By Marcus Wei · 2024-07-28 · 5 min read
Why Your Outerwear Deserves the Biggest Budget Share

Consider how much of the year your outerwear is visible. In most climates, a jacket or coat is the outermost layer for eight to ten months. It is the first thing people see when you arrive and the last thing they see when you leave. Yet most men spend more on suits they wear beneath overcoats than on the coats themselves.

Outerwear endures harsher conditions than any other garment. Rain, wind, friction from bag straps, and constant movement stress fabric and construction relentlessly. Cheap outerwear fails visibly: pilling on wool coats, peeling on faux-leather jackets, broken zippers on parkas. Quality construction withstands this abuse for years.

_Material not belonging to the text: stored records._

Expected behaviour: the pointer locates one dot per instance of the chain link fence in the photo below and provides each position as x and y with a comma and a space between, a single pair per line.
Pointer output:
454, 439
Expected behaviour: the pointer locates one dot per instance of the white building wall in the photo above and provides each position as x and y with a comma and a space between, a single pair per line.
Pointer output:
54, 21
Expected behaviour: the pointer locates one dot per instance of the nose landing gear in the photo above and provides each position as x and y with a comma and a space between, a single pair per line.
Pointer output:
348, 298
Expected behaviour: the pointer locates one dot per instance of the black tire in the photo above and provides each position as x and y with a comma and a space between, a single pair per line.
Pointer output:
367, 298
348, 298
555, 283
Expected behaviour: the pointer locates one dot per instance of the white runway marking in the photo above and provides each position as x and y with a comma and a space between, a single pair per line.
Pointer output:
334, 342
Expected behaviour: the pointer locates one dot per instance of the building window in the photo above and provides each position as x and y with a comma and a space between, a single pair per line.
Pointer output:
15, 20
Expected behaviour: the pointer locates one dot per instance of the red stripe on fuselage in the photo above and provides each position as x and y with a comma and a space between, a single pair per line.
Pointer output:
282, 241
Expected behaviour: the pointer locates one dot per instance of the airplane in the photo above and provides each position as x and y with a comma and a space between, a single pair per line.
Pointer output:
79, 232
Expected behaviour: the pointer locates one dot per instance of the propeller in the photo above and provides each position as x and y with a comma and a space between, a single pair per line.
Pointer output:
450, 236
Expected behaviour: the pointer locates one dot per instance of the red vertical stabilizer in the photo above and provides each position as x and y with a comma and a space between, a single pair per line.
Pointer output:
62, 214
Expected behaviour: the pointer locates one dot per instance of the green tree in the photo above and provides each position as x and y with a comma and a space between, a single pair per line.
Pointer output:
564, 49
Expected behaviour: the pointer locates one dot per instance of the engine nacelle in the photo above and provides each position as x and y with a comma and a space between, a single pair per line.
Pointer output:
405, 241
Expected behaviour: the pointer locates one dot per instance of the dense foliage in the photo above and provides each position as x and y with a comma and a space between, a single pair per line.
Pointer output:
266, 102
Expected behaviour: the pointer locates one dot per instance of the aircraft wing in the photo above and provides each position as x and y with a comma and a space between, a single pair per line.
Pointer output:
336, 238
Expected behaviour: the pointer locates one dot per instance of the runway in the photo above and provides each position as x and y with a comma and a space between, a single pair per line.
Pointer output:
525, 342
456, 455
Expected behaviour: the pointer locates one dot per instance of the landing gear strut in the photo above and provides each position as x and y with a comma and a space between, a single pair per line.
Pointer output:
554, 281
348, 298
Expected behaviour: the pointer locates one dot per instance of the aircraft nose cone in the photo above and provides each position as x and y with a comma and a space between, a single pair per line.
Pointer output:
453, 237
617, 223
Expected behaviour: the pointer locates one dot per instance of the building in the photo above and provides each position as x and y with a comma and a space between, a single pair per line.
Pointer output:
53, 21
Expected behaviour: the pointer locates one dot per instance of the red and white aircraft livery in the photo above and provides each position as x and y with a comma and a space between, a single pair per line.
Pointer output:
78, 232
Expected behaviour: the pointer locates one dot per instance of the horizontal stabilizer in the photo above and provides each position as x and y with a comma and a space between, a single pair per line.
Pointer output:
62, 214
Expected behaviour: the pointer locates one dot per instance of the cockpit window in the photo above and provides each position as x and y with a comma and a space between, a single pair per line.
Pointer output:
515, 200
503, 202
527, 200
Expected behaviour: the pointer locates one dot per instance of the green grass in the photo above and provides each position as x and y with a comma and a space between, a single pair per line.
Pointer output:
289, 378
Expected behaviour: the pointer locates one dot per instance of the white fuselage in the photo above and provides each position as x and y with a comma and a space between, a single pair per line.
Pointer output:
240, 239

A single excellent coat outperforms three mediocre ones. A Ventile cotton raincoat from Private White V.C. repels water without synthetic membranes. A Loro Piana cashmere overcoat maintains its drape after a decade. A Barbour Beaufort waxed jacket, reproofed annually, has been keeping English countrymen dry since the 1980s.

Price per wear is the most honest metric for clothing value. A five-hundred-dollar coat worn one hundred and fifty days per year for ten years costs thirty-three cents per wear. A one-hundred-fifty-dollar coat that lasts two seasons costs fifty cents per wear and looks worse every day. The expensive coat is the bargain.

Allocate thirty to forty percent of your annual clothing budget to outerwear. This might mean buying one serious coat per year and rotating between two or three over the long term. The rest of your wardrobe can afford to be more modest because it is hidden beneath something exceptional for most of the year.

The market for quality outerwear is deep. Mackintosh for rubberized cotton raincoats. Aspesi for lightweight nylon field jackets. Ten C for garment-dyed technical parkas. Each specializes in a particular function and climate. Researching the right maker for your needs is time well spent, and https://www.mrporter.com curates outerwear from the best of these houses.

Buy your outerwear as if it is the only garment anyone will ever see you in. Because most of the time, it is.